Since history cannot provide an accurate guide to what lies ahead, forecasters currently predicting how the market will perform in 2008 are sometimes having to rely on guesswork. The depth of the problems resulting from the American sub-prime crisis is not yet clear, for example. It is certain that the resulting credit crunch has made UK mortgage lenders much meaner, but other side effects may still emerge that would have repercussions on both sides of the Atlantic.
The response of the nervier kind of buy-to-let investor to stagnating or sliding prices is also difficult to divine. As recently as 1993, the role of amateur landlord was much less popular than it is today.
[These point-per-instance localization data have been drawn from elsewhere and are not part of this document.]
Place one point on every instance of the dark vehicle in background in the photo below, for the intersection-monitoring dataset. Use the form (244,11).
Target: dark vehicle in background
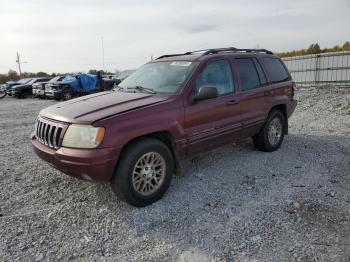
(78,85)
(6,88)
(124,74)
(53,85)
(172,108)
(23,90)
(39,88)
(108,82)
(72,86)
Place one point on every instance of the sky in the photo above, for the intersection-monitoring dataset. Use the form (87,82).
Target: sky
(66,35)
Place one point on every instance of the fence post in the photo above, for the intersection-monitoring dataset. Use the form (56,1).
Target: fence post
(316,80)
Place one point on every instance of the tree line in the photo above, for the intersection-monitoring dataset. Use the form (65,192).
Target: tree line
(315,49)
(312,49)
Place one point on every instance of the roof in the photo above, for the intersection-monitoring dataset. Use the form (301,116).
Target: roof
(204,54)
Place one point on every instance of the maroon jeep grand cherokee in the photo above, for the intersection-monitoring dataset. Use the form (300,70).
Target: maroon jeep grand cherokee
(170,109)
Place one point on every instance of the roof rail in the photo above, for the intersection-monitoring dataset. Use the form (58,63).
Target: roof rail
(219,50)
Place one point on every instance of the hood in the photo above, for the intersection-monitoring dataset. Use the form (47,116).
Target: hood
(88,109)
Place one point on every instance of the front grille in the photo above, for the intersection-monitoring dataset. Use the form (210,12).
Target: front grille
(48,134)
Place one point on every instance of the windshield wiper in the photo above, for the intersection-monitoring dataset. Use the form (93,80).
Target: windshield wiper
(141,88)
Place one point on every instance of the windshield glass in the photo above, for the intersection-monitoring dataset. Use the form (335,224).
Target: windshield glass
(162,77)
(57,78)
(24,81)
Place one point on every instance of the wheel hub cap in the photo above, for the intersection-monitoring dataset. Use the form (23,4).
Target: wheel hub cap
(148,174)
(275,131)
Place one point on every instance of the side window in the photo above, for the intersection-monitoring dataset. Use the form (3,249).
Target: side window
(217,74)
(276,70)
(261,73)
(247,73)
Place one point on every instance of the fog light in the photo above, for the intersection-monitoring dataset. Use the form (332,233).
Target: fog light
(86,177)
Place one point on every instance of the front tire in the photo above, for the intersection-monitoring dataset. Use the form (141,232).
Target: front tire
(271,135)
(143,173)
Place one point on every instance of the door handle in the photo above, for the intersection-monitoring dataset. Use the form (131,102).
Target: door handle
(232,102)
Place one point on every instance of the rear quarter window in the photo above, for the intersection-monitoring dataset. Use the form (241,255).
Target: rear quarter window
(275,69)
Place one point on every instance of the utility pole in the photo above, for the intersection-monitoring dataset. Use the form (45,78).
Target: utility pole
(103,54)
(18,61)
But even Capital Economics, the gloomiest guru collective, does not foresee a collapse in this sector. There are likely to be painful lessons, however, for those who invested unwisely in low-grade apartments in shoddy poorly located developments in Leeds, Liverpool and other cities. There are fears that these may go down in history as the properties most adversely affected in the downturn of 2008. For most other homeowners, the sensation of this slowdown seems likely to be more a ride down a gentle slope than a stomach-churning sudden descent.
GARAGES GO SKY HIGH
The prices fetched by garages are not yet a key indicator, but they do say something about confidence in the long-term prospects of the market in certain cities.
A double garage in Edinburgh sold for about £90,000 this week, a record. The space is suitable only for parking – it could not be transformed into a more valuable pied-à-terre for its new owners.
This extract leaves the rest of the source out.